Empêtré dans des scandales politico-financiers, Kenya Akiba, le ministre japonais de la Reconstruction a démissionné ce mardi. C’est le quatrième départ en trois mois d’un ministre du gouvernement de Fumio Kishida, de plus en plus impopulaire dans les sondages.

Fragilisé depuis plusieurs semaines, le ministre a reconnu que son épouse et sa mère avaient perçu pendant des années des fonds de deux groupes politiques dont il est proche, sous la forme de paiements de loyer. Il est aussi accusé d’avoir illégalement rémunéré des assistants lors d’une campagne électorale en 2021.

La vice-ministre des Affaires intérieures et des Communications Mio Sugita a également démissionné ce mardi. Cette femme politique d’extrême droite avait été rattrapée ces dernières semaines par des propos discriminatoires qu’elle avait tenus par le passé sur la communauté LGBT+ et des minorités ethniques au Japon.
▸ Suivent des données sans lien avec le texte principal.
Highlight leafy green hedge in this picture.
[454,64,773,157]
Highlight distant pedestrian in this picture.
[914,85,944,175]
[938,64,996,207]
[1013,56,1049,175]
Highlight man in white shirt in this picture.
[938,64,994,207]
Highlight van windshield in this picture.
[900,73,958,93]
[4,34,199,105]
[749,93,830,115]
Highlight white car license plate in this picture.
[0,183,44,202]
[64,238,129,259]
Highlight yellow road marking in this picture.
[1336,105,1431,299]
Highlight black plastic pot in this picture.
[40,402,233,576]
Un gouvernement impopulaire et affaibli

Le gouvernement japonais est considérablement affaibli par une série de scandales et des révélations en cascade depuis l’été dernier sur les liens entre de nombreux élus du Parti libéral-démocrate (PLD, droite conservatrice), le principal parti au pouvoir dirigé par le Premier ministre Fumio Kishida, et l’Eglise de l’Unification, surnommée « secte Moon ».

Fin novembre, le ministre des Affaires intérieures Minoru Terada avait dû démissionner à la suite de scandales politico-financiers le concernant. Quelques jours auparavant, le ministre de la Justice Yasuhiro Hanashi avait pris la porte après s’être étrangement plaint que sa fonction n’occupait le devant de la scène que lorsqu’il s’agissait d’autoriser l’exécution d’un condamné à mort.
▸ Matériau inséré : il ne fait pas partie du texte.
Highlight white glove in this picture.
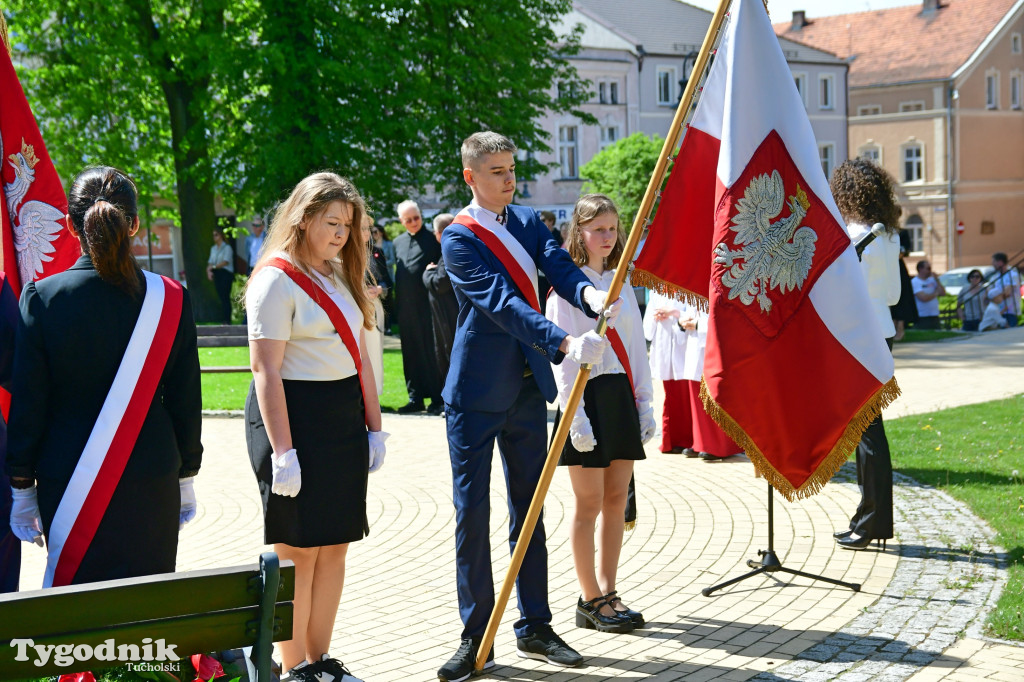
[569,411,597,453]
[583,287,624,328]
[367,431,391,473]
[270,447,302,498]
[10,485,43,547]
[565,332,608,365]
[178,476,196,530]
[637,402,657,444]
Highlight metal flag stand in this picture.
[474,0,731,671]
[700,483,860,597]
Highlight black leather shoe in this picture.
[604,590,647,630]
[577,597,633,634]
[437,637,495,682]
[398,400,426,415]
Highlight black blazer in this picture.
[6,256,203,486]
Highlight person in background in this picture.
[956,269,988,332]
[830,158,901,550]
[6,166,203,587]
[913,258,946,334]
[546,195,657,633]
[992,251,1021,327]
[423,213,459,383]
[245,173,388,682]
[394,201,444,415]
[246,215,266,273]
[206,227,234,325]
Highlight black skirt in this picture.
[552,374,647,469]
[246,376,370,547]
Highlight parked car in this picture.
[939,265,995,296]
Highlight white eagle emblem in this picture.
[3,138,65,284]
[715,171,818,313]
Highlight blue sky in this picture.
[683,0,922,23]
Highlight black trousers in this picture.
[850,339,893,540]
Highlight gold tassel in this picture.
[700,377,900,502]
[630,270,708,312]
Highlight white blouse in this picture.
[246,259,362,381]
[545,265,654,416]
[643,291,708,381]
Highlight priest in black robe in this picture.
[394,201,444,415]
[423,213,459,391]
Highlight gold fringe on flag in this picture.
[700,377,900,502]
[630,270,708,312]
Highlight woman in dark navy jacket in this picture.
[6,167,203,586]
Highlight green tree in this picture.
[580,132,668,229]
[4,0,590,319]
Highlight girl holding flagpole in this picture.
[7,167,203,587]
[546,195,655,633]
[246,173,387,682]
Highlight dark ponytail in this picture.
[68,166,142,297]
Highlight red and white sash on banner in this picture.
[453,213,543,314]
[43,271,182,588]
[261,258,367,417]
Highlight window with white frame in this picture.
[818,142,836,179]
[601,126,618,150]
[903,142,925,182]
[903,213,925,253]
[558,126,580,179]
[793,74,807,109]
[657,67,679,105]
[985,71,999,109]
[857,142,882,166]
[818,74,836,109]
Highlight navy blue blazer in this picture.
[441,199,597,405]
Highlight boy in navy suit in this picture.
[437,132,622,682]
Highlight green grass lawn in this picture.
[886,395,1024,640]
[199,347,409,412]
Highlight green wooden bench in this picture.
[0,552,295,682]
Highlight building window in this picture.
[859,144,882,166]
[793,74,807,109]
[903,213,925,253]
[818,142,836,179]
[558,126,580,179]
[657,67,679,105]
[818,74,836,109]
[985,71,999,109]
[601,126,618,150]
[903,142,925,182]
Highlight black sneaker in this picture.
[311,653,362,682]
[437,637,495,682]
[515,625,583,668]
[398,400,426,415]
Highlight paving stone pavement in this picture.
[16,330,1024,682]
Et fin octobre, le ministre de la Revitalisation économique Daishiro Yamagiwa avait été limogé pour ses relations avec la secte Moon.

Les pratiques douteuses de ce groupe religieux, qui se fait désormais appeler dans le monde la « Fédération des familles pour la paix mondiale et l’unification », ont explosé au grand jour au Japon depuis l’assassinat en juillet dernier de l’ancien Premier ministre Shinzo Abe.